In 2004, she moved to New York City to pursue her modeling career. In 2007, she moved back to Norway and enrolled at the Oslo School of Architecture and Design, majoring in architecture while continuing to model in various capacities.

During the spring 2010 Fashion Week, Iselin made a return to the runway, modelling in 20 fashion shows. In New York, Iselin modelled for companies including Michael Kors, Alexander Wang, and Tommy Hilfiger. After skipping the London Fashion Week, and modelling exclusively for Prada in Milan, Iselin went on to model for designers such as Balenciaga, Valentino, Stella McCartney, and Celine.

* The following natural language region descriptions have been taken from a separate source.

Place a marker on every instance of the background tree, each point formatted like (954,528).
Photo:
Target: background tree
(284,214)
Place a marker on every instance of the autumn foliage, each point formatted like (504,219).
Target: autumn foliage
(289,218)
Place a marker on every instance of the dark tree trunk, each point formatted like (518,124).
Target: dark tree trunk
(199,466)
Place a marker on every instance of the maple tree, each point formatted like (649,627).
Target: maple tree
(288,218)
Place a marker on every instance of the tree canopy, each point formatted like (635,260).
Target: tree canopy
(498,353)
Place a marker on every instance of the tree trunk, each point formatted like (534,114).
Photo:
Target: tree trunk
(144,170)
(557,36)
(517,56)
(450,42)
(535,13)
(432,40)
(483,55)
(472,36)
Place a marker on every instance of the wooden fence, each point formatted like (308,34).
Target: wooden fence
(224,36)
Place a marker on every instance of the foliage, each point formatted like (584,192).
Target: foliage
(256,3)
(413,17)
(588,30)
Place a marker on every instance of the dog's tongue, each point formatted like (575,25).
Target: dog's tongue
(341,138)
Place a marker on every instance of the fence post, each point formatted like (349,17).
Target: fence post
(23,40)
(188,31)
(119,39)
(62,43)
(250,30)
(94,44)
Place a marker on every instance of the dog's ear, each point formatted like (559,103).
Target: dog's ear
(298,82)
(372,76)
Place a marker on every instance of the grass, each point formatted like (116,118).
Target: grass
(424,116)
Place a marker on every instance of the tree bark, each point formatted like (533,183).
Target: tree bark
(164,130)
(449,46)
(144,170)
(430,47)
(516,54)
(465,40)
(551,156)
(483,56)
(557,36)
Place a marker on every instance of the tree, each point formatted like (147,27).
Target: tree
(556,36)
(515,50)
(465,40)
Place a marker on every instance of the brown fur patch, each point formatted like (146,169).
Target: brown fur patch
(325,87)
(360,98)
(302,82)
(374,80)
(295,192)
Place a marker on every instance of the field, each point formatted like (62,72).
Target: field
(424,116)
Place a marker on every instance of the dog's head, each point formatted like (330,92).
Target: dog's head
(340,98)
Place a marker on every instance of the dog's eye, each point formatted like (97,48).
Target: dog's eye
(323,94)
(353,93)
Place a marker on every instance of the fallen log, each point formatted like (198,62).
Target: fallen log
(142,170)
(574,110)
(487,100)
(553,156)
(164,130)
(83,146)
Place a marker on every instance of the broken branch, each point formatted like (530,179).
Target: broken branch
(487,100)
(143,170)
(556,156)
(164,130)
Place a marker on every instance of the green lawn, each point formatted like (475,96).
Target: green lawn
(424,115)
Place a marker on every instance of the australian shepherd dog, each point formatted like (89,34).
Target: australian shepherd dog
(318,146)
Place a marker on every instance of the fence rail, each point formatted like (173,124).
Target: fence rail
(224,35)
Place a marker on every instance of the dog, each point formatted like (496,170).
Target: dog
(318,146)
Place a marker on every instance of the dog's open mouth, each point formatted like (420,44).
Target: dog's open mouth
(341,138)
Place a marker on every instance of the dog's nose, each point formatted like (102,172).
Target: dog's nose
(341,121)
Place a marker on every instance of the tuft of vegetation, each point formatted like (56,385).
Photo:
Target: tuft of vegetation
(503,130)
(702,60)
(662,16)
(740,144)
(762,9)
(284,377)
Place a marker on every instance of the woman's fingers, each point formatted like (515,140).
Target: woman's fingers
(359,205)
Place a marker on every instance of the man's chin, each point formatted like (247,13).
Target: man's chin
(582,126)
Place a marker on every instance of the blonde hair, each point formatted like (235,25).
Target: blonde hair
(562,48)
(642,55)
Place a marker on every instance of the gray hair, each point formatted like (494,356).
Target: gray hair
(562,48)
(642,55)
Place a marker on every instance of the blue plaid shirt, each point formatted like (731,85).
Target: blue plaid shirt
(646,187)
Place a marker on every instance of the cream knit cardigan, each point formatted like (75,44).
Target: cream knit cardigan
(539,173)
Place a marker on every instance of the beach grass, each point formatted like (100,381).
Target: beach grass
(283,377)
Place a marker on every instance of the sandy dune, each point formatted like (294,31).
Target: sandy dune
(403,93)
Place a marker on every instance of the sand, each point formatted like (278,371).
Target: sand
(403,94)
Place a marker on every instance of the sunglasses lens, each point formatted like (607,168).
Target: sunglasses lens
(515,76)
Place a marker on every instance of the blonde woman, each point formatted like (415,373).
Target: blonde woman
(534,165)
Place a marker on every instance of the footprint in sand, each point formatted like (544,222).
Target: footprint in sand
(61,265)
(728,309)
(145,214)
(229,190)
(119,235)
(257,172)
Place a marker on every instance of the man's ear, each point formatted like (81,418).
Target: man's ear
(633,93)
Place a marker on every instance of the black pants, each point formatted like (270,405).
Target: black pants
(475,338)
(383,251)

She has appeared in editorials for magazines including Vogue, W, and T.

She has been featured in campaigns for brands including Prada, Chanel, Versace, Tommy Hilfiger, and Louis Vuitton.

In 2013, she portrayed the young David Bowie in his music video "The Stars (Are Out Tonight)".

As of 2018, she works as a co-designer for the undergarment line Le Backhand.

== Personal life ==
In 2007, Steiro met Anders Danielsen Lie, a Norwegian physician and actor, and they married on 5 July 2008. They have two daughters together.